UNA PLANTA ENVASADORA DEL SIGLO I

La Denia romana y su comarca florecieron gracias al comercio de vino y aceite, tal y como demuestran las abundantes ánforas encontradas en sus alrededores. A unos diez kilómetros al norte de Denia, en Los Poblets, podemos visitar el yacimiento de la Almadraba. Una auténtica fábrica de envases del siglo I d.

Se trata de una villa romana cuya pars rústica o industrial estaba dedicada a la elaboración de estos recipientes. De hecho, la pars urbana o noble de la villa sigue sin excavar y es la menos interesante, aunque una piedra en la playa nos señala la entrada a la enorme mansión del dueño de la factoría.. Conocemos incluso el nombre del propietario de la villa, un rico senador llamado Servilius Gallus, que dejó su marca registrada en un ladrillo, una marca que también encontramos en Villajoyosa y que puede verse en el Museo Arqueológico de Alicante.
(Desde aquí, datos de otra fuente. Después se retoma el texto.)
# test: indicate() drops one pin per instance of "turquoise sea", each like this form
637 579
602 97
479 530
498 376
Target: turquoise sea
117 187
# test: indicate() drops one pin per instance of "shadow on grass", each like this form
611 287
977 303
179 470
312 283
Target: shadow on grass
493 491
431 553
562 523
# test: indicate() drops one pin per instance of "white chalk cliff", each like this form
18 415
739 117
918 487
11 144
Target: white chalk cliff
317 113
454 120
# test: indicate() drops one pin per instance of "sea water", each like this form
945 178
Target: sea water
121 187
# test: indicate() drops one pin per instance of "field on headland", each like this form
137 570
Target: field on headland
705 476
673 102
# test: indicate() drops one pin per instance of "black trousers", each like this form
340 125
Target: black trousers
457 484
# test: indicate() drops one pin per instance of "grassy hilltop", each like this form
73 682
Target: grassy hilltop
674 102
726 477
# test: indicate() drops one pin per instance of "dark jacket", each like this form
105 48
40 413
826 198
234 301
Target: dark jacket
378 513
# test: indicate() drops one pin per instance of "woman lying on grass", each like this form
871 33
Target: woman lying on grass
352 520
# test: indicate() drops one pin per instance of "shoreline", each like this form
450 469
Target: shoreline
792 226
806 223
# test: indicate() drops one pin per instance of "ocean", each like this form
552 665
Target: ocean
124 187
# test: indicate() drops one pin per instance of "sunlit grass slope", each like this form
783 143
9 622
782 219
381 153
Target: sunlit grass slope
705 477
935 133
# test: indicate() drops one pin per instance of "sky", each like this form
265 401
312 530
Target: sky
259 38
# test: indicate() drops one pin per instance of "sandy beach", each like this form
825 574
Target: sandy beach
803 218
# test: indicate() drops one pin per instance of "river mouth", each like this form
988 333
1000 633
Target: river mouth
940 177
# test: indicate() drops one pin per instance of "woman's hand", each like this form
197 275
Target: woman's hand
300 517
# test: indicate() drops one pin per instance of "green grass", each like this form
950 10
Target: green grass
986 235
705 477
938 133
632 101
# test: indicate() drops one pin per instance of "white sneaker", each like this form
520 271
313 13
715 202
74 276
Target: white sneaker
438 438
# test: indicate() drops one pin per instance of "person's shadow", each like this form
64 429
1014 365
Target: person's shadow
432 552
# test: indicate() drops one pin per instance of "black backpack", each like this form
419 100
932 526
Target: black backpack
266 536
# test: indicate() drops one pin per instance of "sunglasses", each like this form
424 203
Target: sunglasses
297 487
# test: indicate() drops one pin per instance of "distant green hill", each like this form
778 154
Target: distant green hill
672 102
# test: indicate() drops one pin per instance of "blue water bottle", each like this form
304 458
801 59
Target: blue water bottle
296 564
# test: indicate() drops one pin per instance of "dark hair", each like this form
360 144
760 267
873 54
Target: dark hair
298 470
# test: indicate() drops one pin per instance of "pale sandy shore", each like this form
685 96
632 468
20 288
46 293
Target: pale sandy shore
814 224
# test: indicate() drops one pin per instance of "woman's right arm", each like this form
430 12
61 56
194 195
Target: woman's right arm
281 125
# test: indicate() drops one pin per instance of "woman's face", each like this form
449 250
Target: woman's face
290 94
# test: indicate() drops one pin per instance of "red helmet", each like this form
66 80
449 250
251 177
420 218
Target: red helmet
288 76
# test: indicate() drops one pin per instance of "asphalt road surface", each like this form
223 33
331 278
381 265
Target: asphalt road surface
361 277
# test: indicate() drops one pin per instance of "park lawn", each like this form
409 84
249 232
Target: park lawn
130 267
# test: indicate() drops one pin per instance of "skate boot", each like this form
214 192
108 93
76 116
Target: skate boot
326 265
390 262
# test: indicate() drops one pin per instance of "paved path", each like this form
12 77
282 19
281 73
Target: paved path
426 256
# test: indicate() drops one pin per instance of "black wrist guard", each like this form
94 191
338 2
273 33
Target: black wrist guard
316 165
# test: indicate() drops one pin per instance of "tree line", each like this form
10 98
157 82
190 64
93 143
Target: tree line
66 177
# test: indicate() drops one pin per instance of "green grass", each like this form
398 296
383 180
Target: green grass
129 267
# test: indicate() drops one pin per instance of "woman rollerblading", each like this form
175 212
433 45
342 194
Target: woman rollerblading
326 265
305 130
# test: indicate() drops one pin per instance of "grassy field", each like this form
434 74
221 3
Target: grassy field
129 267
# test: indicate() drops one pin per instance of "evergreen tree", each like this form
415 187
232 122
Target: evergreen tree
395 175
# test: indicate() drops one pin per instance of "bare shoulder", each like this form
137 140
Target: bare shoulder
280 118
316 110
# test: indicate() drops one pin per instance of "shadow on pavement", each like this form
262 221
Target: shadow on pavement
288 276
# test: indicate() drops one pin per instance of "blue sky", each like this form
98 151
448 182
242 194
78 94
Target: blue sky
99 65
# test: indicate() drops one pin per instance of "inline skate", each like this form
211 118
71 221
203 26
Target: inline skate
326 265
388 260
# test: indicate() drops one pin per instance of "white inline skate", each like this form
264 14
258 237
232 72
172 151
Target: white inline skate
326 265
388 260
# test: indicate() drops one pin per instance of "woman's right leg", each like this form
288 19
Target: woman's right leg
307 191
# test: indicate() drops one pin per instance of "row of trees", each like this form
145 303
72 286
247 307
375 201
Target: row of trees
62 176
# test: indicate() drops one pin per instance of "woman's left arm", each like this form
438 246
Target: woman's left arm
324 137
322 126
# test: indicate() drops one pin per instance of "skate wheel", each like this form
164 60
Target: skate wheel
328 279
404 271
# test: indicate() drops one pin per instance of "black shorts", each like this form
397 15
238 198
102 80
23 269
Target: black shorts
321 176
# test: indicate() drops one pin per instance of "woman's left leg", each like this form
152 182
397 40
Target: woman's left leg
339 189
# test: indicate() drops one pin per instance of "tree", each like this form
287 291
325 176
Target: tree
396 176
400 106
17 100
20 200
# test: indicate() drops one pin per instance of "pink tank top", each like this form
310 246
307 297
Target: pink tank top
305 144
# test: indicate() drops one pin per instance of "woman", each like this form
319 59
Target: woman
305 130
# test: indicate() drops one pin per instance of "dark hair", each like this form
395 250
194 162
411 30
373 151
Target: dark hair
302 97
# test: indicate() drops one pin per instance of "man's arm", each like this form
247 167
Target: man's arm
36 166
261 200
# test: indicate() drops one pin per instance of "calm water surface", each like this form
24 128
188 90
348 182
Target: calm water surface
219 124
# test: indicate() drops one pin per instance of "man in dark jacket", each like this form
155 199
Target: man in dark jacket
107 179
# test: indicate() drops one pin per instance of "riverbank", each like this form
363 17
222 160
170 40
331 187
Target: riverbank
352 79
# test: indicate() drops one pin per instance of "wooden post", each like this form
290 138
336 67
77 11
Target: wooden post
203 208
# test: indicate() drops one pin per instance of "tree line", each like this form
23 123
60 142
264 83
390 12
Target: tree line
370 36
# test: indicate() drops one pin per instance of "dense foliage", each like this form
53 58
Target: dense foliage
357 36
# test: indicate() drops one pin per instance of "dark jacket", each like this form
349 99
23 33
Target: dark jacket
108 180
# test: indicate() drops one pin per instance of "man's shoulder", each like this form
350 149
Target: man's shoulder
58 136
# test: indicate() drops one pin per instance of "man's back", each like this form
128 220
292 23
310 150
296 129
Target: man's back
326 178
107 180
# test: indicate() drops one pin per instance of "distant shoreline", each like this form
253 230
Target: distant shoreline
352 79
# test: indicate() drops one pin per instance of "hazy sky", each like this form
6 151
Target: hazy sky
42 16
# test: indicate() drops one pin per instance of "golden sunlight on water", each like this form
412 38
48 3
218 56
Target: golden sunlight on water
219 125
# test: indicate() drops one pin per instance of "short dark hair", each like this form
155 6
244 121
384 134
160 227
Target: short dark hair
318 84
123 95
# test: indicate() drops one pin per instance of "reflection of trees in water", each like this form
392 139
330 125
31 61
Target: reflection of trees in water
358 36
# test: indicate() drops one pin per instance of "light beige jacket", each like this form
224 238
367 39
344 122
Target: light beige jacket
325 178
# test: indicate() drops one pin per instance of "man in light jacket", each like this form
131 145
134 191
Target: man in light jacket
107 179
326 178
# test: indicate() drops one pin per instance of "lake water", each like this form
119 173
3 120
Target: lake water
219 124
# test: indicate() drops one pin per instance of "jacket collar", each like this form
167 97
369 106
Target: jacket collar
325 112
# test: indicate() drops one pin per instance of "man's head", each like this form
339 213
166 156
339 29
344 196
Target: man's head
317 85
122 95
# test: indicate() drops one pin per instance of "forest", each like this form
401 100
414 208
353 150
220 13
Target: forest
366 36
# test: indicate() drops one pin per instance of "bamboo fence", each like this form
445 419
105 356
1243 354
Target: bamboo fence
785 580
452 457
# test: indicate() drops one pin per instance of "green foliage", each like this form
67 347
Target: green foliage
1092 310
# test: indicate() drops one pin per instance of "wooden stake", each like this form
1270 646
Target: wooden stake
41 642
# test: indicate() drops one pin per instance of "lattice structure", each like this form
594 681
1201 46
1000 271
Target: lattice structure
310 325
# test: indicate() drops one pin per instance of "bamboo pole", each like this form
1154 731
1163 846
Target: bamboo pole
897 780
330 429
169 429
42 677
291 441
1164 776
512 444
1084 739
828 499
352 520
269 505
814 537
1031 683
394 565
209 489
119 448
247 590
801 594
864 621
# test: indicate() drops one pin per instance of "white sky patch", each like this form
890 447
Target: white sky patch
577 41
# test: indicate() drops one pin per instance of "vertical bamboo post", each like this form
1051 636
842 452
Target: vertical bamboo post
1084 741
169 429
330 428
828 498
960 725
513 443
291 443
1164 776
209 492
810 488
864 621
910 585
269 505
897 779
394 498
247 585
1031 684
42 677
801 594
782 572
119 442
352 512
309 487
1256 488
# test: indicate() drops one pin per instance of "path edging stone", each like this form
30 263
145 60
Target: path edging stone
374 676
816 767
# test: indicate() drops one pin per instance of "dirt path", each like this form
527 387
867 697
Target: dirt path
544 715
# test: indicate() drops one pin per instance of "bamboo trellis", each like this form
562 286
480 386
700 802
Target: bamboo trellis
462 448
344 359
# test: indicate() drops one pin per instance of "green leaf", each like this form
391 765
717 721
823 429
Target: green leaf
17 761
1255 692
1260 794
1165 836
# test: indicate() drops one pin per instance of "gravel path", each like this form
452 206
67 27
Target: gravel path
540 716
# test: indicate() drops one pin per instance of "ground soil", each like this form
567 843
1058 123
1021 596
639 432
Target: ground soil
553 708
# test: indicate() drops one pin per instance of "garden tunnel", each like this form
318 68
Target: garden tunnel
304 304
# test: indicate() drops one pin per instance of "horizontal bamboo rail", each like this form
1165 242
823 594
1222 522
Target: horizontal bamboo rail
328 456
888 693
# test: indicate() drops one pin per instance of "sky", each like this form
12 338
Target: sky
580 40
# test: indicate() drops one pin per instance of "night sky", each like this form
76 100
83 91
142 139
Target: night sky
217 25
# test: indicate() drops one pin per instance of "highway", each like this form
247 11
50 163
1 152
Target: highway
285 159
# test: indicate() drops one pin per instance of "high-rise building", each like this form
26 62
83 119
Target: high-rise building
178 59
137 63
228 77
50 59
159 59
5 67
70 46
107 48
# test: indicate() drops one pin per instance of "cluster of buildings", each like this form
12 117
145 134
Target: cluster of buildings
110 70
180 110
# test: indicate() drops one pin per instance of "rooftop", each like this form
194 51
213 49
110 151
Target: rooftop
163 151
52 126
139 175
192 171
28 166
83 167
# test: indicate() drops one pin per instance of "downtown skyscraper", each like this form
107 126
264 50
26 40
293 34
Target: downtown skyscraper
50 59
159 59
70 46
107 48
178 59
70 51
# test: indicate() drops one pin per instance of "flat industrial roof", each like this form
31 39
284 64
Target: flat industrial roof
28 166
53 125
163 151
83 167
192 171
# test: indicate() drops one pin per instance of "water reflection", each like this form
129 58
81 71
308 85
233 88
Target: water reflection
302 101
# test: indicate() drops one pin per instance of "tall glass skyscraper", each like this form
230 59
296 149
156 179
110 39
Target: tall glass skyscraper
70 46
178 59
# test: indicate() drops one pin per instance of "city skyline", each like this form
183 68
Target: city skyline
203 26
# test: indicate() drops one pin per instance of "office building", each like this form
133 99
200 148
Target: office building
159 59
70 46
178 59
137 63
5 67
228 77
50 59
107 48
En el yacimiento de la Almadraba se conservan cuatro hornos de alfarería del siglo III d.C construidos con adobes y arcilla . Son de planta rectangular, con pasillo central y sostenidos por arcos de medio punto. El pasillo central atraviesa la cámara de combustión y el tramo entre el prafernium y la cámara está cubierto por una bóveda de cañón. Allí se metía leña para hacerla arder y en una parrilla situada sobre los hornos era donde se depositaban las cerámicas para su cocción.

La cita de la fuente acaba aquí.